Curata da Vincenzo Gatti, l’esposizione inaugura martedì 26 novembre alle ore 18 e sarà aperta al pubblico fino a sabato 25 gennaio 2014 (orario: martedì-giovedì 15,30-19,30; venerdì e sabato 10-12,30 e 15,30-19,30).
La mostra presenta una ventina di opere pittoriche e grafiche, a sottolineare la rilevanza della figura di Calandri non solo nell’ambito della grafica incisa (di cui è considerato tra i massimi esponenti del Novecento), ma anche nel panorama della pittura del secolo scorso.
Artista capace, come pochi altri, di modellare la dimensione privata per farne teatro e metafora dell’intero mondo, Calandri – spiega Vincenzo Gatti – trova nella pittura, così come nell’incisione, il terreno fertile dove far vivere le sue fantasie: senza ombra di sentimentalismi né languori costruisce un universo dove il mistero dell’esistenza viene osservato (fino alle conseguenze più intime) con tenero stupore.
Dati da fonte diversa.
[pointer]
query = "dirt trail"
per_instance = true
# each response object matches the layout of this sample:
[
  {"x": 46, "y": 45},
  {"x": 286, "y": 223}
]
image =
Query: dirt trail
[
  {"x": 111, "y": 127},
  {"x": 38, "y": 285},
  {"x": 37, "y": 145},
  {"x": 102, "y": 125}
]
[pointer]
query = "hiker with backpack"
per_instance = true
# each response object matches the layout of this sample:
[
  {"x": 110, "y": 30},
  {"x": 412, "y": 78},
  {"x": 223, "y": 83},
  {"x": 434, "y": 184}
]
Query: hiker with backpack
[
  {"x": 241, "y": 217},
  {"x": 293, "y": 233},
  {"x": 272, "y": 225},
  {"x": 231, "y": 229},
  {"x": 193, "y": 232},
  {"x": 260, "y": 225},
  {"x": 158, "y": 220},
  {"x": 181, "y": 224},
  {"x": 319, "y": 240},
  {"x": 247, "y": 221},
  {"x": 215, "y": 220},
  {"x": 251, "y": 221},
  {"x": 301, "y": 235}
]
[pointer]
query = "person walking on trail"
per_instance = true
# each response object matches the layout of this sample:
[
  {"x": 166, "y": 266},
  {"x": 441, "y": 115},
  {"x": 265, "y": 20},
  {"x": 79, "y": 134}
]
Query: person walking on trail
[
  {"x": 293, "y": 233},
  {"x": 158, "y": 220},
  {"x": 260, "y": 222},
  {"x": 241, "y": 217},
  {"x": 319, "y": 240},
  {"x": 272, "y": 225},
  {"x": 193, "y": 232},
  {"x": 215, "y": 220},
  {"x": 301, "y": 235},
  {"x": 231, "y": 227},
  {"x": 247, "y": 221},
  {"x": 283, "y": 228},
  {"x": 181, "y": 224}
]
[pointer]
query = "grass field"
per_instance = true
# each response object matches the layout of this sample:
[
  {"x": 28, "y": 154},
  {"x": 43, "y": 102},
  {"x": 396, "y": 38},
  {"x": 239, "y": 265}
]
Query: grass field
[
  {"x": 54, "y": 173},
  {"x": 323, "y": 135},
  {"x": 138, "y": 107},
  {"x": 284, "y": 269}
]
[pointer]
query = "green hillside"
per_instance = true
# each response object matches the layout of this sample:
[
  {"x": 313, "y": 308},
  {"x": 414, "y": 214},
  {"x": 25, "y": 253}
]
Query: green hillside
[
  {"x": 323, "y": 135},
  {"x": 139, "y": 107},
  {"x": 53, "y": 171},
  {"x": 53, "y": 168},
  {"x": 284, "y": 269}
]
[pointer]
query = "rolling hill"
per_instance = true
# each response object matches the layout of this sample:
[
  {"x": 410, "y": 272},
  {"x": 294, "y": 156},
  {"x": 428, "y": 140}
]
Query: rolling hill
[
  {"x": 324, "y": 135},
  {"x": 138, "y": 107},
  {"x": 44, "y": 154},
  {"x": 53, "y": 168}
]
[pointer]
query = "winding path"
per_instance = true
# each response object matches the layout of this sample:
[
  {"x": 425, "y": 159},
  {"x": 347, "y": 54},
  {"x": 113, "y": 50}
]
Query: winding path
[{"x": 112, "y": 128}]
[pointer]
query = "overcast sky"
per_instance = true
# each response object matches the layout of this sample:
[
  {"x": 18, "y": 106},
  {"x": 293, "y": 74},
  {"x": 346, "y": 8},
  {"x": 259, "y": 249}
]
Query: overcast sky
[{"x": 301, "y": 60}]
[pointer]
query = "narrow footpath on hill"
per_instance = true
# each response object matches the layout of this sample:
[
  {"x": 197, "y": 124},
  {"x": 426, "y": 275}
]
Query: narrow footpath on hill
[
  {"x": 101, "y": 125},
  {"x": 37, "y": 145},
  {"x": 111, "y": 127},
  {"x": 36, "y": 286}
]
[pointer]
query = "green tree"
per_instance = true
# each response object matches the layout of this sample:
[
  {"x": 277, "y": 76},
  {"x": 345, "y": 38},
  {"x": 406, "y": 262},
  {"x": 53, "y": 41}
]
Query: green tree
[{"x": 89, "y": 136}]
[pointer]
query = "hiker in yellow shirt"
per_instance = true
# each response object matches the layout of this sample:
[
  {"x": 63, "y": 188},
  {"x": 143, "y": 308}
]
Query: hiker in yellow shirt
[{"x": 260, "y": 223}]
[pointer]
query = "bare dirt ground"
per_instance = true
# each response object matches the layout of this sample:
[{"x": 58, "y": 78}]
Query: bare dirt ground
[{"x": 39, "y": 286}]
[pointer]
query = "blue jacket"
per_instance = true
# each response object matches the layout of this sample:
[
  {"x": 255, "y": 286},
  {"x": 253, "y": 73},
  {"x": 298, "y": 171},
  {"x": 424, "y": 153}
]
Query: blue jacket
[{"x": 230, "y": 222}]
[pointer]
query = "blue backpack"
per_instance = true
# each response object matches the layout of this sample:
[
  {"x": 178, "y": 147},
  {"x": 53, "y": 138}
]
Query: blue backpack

Anche il gioco della memoria diventa pretesto per ritrovarsi, come in un’immagine riflessa, nelle presenze di oggetti, animali, figure, fantasmi illusori e allusivi.
Tutto poi è padroneggiato con una tecnica pittorica fulminante e sapientissima, che trascorre dall’acquerello all’olio, sapendone distillare, con magistrale libertà, gli umori più evocativi.
Nelle opere in mostra saranno presenti i temi più consueti dell’ispirazione Calandriana: le giostre, i baracconi-teatrini misteriosi e ambigui, le figure sospese tra realtà e finzione, i fiori che, anche nell’austero linguaggio dell’incisione, trepidano di ricordi e s’ammantano di riflessi lunari, i bagni popolati da svelte figurette di adolescenti.
Personalità appartata e schiva, egli tuttavia è ben attento alla contemporaneità: non ha bisogno di viaggi impegnativi per cogliere le sollecitazioni che gli vengono dal mondo dell’arte, ma sa filtrare con una libertà d’invenzione che ha pochi paragoni, gli stimoli più fecondi per la sua arte.
Per questo le sue opere, nella globalità dei linguaggi, stupiscono per l’unione di sentimento e tecnica, moti e forme, modernità e tradizione.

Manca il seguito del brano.